My solution is to use walnuts instead, and to be honest, I like their flavor in pesto even better. And since I’m already flouting the rules with wild abandon, I decided to use Pecorino Romano instead of Parmigiano-Reggiano as well. Crazy, I know!
Nerd note: The main difference between Parmigiano-Reggiano and Pecorino Romano is that the former is made from cow’s milk and the latter is made from sheep’s milk. Parmigiano is also aged longer, which is one of the reasons that Pecorino tends to cost quite a bit less. Pecorino is drier, more crumbly, and also tangier where Parmigiano is nuttier and more nuanced.
If I’m arranging a cheese plate or shaving cheese onto a salad, I would use Parmigiano. If I’m sprinkling cheese over pasta or pizza, I prefer Pecorino. For this pesto, besides the cost difference, I like the full, tangy flavor that the Pecorino adds.
- You could use almonds or even sunflower seeds in basil pesto as well.
- Garlic is much stronger when it’s raw, so don’t add too much. You can always add more, but you can’t take it out.
- Try using other things besides basil. I love adding spinach, kale, ramps, garlic scapes, mint, and parsley.
- Besides this wonderful Couscous Salad with Mozzarella and Tomatoes, this pesto has many uses beyond pasta.

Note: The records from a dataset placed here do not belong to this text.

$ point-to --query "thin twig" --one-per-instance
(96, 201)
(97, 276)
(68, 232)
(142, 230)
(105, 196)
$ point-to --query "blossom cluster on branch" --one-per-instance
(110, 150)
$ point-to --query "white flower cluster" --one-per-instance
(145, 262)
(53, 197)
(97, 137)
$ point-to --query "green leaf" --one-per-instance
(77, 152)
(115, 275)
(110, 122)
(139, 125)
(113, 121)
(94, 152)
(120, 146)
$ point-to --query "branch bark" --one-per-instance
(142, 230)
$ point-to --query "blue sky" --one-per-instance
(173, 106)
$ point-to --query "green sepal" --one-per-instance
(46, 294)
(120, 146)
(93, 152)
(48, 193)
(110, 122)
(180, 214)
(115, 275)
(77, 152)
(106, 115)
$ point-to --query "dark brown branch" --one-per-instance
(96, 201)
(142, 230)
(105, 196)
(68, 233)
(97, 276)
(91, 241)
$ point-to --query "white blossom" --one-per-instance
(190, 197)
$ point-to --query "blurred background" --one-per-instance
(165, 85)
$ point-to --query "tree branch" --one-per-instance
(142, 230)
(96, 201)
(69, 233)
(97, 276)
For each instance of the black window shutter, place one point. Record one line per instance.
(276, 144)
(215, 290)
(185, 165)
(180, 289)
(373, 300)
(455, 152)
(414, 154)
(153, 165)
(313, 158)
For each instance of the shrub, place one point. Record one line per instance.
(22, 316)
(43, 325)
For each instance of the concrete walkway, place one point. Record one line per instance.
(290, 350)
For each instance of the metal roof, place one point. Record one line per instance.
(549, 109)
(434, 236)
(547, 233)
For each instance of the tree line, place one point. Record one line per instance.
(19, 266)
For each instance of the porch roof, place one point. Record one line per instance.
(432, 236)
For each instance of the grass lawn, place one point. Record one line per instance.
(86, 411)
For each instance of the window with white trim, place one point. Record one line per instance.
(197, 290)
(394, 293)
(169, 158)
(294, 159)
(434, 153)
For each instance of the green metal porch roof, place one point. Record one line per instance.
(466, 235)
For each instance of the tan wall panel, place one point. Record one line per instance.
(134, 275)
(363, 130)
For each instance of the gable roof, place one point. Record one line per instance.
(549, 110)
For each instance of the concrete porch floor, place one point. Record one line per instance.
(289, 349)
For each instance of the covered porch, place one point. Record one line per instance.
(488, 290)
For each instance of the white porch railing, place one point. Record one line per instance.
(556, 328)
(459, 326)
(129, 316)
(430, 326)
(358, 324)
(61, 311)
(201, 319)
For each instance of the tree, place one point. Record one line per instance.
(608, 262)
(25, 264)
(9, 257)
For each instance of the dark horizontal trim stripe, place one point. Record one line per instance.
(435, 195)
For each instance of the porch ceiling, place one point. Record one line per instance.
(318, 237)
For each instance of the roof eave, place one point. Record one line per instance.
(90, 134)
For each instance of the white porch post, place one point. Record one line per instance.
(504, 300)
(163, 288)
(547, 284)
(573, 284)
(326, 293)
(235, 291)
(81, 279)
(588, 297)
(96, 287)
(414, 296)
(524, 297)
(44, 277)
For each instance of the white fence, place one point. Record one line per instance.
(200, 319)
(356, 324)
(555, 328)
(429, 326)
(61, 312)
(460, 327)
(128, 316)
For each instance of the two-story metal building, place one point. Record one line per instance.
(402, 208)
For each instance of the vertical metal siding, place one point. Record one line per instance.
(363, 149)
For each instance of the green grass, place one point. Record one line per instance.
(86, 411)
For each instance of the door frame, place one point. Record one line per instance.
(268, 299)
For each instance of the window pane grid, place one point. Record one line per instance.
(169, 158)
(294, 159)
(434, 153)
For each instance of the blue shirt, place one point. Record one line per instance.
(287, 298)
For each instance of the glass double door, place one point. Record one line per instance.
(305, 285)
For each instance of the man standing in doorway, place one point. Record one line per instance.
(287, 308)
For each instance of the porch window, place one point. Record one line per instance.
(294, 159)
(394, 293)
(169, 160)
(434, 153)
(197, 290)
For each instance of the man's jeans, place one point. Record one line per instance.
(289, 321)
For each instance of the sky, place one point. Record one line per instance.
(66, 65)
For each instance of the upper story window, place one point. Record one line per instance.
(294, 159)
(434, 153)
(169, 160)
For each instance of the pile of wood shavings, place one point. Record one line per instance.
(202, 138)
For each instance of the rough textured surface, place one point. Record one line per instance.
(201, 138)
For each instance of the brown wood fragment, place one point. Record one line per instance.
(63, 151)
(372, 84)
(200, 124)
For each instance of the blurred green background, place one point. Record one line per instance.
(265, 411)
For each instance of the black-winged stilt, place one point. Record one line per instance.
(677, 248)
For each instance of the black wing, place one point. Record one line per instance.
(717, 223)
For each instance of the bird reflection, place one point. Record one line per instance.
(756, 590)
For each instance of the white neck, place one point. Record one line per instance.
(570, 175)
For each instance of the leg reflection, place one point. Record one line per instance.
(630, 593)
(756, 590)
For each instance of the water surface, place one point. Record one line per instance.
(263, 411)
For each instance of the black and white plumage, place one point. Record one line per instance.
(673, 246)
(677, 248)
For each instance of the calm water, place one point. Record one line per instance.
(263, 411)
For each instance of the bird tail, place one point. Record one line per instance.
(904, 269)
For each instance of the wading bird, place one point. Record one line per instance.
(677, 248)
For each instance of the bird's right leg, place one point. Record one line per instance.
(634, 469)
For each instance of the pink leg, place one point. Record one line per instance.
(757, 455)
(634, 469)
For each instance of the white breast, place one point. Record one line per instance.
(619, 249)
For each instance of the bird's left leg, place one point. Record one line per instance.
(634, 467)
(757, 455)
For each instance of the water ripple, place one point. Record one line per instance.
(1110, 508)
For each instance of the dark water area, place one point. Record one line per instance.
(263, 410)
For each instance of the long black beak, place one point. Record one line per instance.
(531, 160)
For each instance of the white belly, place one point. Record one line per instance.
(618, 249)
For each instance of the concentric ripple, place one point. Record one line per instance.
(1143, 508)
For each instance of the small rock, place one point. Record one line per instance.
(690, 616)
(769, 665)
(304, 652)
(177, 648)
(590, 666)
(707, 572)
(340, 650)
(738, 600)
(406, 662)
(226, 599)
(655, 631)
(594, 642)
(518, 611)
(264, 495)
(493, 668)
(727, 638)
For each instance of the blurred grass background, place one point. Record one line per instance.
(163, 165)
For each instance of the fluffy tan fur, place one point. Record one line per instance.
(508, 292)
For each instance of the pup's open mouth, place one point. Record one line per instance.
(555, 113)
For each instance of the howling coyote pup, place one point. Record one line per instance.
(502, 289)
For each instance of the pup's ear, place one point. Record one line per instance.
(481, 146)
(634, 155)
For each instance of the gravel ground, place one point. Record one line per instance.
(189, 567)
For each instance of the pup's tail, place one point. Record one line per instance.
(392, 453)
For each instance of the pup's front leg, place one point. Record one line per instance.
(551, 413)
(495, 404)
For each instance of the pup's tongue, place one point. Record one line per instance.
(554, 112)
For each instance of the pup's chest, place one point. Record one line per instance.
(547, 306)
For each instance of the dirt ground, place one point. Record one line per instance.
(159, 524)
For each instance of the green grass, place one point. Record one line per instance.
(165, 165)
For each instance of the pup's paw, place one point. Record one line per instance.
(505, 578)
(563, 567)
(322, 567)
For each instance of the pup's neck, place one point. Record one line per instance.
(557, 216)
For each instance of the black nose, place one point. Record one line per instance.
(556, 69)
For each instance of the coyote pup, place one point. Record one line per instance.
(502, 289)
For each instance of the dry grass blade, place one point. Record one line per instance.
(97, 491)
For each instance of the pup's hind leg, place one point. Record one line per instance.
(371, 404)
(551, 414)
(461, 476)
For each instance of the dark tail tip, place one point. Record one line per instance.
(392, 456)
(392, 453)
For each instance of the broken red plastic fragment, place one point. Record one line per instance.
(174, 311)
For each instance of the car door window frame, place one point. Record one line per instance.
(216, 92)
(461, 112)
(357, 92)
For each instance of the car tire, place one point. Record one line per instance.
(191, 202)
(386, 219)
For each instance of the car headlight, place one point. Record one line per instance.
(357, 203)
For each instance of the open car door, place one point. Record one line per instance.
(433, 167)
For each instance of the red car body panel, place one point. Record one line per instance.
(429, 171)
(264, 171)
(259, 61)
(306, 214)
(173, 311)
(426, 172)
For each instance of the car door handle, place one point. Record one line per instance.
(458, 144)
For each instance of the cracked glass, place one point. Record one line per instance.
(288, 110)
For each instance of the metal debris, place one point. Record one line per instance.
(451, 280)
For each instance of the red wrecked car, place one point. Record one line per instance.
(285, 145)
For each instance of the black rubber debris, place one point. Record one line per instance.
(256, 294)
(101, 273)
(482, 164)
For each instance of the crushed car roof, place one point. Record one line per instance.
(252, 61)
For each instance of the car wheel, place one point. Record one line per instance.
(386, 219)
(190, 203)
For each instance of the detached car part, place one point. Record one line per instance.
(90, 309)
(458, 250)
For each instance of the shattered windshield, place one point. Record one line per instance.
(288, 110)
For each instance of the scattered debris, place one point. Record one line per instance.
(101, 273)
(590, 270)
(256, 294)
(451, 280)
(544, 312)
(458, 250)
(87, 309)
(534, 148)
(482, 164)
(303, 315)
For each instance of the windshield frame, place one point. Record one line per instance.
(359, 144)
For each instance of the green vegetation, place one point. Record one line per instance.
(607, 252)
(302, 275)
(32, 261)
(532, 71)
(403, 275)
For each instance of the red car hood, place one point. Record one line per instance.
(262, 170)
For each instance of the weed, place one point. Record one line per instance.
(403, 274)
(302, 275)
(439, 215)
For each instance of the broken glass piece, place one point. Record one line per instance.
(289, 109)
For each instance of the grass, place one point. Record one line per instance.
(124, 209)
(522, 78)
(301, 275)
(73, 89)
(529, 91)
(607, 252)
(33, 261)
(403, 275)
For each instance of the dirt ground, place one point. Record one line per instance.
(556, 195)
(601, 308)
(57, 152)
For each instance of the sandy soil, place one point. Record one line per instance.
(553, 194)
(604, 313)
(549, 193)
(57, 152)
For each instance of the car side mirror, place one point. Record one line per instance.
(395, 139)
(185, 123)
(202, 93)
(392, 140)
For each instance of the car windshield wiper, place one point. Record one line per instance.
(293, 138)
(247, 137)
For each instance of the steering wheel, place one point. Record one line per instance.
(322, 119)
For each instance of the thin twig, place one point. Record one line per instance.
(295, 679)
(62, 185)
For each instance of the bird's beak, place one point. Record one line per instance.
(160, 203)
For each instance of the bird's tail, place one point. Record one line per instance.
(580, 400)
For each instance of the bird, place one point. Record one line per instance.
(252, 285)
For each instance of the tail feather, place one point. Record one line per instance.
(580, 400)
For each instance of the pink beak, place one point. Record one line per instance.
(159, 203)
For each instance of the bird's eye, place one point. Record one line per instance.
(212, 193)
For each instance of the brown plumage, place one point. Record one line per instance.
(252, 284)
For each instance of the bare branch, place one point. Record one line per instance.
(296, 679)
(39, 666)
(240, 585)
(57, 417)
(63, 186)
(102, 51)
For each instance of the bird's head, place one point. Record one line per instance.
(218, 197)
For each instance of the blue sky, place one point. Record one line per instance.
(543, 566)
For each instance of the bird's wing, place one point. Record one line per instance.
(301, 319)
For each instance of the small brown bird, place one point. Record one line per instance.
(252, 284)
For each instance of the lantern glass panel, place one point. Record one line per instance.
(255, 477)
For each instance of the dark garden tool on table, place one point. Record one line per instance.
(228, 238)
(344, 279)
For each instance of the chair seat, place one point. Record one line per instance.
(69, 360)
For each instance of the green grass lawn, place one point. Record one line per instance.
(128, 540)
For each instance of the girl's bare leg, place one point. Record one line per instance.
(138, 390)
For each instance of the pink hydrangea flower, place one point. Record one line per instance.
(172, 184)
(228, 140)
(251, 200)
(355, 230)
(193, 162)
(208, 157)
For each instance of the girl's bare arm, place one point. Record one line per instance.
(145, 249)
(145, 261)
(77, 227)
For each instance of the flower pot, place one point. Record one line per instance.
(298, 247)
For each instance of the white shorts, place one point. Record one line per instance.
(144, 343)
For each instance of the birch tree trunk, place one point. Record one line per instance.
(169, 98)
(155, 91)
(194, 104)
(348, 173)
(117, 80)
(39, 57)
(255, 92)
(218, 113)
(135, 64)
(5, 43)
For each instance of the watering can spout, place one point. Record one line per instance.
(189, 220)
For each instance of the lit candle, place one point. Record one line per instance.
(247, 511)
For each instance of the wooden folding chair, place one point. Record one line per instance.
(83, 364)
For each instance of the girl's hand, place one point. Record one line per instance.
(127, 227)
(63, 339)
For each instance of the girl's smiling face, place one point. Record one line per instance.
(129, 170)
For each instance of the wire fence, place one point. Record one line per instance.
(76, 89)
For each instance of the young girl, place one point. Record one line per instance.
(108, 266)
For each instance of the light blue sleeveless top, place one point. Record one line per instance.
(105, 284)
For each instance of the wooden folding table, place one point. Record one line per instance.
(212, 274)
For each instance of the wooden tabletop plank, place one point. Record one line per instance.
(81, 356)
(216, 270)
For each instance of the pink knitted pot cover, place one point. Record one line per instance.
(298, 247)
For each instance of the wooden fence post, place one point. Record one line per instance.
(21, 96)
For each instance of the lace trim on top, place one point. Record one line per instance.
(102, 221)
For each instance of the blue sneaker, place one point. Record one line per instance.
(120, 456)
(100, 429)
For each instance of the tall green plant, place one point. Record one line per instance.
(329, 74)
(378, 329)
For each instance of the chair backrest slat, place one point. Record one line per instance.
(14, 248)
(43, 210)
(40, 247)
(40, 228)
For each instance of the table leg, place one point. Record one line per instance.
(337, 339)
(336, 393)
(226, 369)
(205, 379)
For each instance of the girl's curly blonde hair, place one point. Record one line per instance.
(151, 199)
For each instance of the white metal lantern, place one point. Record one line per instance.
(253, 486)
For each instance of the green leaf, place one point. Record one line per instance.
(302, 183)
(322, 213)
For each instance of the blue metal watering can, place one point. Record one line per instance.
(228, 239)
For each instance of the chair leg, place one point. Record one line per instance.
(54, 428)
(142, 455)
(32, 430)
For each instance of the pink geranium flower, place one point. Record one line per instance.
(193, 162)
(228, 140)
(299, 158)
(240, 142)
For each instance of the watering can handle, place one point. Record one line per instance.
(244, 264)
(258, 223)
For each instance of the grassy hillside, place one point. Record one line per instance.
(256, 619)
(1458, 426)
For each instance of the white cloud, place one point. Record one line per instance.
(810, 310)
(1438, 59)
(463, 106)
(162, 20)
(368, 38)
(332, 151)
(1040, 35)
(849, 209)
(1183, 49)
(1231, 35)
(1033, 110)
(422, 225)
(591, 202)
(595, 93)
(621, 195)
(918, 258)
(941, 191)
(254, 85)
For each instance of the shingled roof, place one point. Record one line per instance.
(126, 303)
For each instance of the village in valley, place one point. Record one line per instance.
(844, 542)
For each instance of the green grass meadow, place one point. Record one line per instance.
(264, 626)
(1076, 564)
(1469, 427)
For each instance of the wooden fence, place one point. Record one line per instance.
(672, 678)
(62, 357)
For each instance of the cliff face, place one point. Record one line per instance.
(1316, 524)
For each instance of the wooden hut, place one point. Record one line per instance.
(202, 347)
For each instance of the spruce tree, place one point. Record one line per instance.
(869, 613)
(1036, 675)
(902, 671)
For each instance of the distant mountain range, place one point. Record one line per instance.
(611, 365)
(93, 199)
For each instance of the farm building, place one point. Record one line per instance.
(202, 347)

- Try it on chicken (spread about a tablespoon of the paste over some skinless breasts or thighs and roast until cooked).
- Smear basil pesto on Italian bread and broil it for a delicious take on garlic bread.
- Mix it with mayo and smear it on sandwich bread.
- Two words: Pesto Pizza.
Basil Pesto with Walnuts and Pecorino
- 1/2 cup walnuts toasted
- 2 tablespoons chopped garlic 4-5 medium cloves
- 5 cups fresh basil leaves packed
- 1/2 teaspoon coarse kosher salt
- 1/2 teaspoon freshly ground black pepper
- 1 1/4 cups extra virgin olive oil
- 1 cup grated Pecorino Romano or Parmesan
- Place the garlic in the bowl of a food processor fitted with a steel blade. Process for 30 seconds until finely chopped. Add the walnuts and process until roughly chopped, another 30 sec. Add the basil leaves, salt, and pepper (pulse a few times to make it all fit, if needed). With the processor running, slowly pour the olive oil into the bowl through the feed tube and process until the pesto is thoroughly pureed. Add the cheese and puree for a just a second to mix. Serve, or store the pesto in the refrigerator or freezer with a thin film of olive oil on top.